Harmony looks really cool. It is live in SAP Palo Alto, and once it rolls out in Walldorf I’ll be dead keen to get using it.

Dan from Colgate-Palmolive, currently on a co-innovation fellowship at SAP in Palo Alto, wrote.

Finding others to help in these new ad hoc teams is easy with Harmony. Harmony is a mySpace/LinkedIn kind of application for the enterprise. It is already running at SAP and I’ve already had some hands on time with it. The interface is very good, has a consistent UI and well done graphics – the whole package looks highly, well unSAPish. The current version only has the mySpace component but I hope they plans to add the other components, wikis, blogs, social bookmarking, etc. This is SAP’s first foray into the social computing side of web 2.0 so no surprise the offer is limited. On the live SAP site you already have started to see interesting groups form like Basketball leagues and Live Music Lovers, not a huge value to the enterprise’s bottom line but happy workers are more productive workers.

I hope to see Dan blogging more on his SAP experiences. I’ve enjoying getting to know him at Sapphire.

Photo from the flickr stream sapphire07. (thanks Dan Farber, who also comments on Harmony)

 

Jeff Nolan, who alas, didn’t make Sapphire had this to say. I’m not close enough to the product to comment, but I’d suggest that this is the year when SAP starts to take the learnings of SDN as a platform, Harmony etc and ships some wicked social computing stuff.

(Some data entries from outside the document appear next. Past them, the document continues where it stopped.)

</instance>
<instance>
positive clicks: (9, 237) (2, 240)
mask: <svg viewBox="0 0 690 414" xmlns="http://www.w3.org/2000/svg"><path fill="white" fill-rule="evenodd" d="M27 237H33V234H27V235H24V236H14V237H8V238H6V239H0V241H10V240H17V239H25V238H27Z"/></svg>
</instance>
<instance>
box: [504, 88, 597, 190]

I don’t really want to comment on the details of Harmony etc here. I’ll come back to that once I’ve had more contact with the solution.

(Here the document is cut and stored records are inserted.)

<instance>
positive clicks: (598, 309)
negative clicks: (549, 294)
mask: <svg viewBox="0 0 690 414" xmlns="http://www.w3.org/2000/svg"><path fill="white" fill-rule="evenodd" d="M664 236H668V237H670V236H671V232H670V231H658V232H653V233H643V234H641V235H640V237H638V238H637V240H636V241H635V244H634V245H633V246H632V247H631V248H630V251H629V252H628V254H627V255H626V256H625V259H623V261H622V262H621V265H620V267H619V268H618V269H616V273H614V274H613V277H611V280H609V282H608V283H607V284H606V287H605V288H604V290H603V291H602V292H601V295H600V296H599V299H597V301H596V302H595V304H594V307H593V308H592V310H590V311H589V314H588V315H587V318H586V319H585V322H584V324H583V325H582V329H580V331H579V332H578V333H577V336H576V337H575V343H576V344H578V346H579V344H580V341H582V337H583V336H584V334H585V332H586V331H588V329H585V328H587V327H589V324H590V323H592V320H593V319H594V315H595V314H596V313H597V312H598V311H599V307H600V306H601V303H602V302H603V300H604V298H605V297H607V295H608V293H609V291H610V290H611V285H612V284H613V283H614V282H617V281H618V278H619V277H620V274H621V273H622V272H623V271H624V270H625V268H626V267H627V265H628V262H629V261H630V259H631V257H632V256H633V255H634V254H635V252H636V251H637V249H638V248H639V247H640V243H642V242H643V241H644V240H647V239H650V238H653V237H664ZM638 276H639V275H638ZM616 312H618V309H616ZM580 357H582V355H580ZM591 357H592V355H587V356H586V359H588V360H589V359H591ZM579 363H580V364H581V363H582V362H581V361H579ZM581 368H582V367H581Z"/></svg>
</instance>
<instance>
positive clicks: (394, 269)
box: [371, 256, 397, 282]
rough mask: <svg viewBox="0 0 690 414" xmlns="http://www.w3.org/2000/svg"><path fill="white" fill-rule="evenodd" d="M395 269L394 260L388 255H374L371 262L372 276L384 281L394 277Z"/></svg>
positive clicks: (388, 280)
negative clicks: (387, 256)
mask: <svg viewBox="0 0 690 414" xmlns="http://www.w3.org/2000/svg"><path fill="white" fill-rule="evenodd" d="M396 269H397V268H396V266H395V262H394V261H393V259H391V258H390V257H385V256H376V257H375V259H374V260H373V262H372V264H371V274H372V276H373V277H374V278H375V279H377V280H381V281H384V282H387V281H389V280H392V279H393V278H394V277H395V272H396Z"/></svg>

You may be wondering why I labelled this post the future of HR systems.

Dennis Moore said something that really jelled with me.

I’ll paraphrase:

HR systems today are all about capturing what the company wants to store about me. (grade, performance, salary and so on) HR systems in the future will capture what I want to tell the company about myself.

My questions to the HR folks reading this. What are you doing about social computing and networks? They are changing organizations as I write this. Will this pass the HR function by, or will you embrace it as a means to meaningfully connect with employees and their aspirations?  The time is now.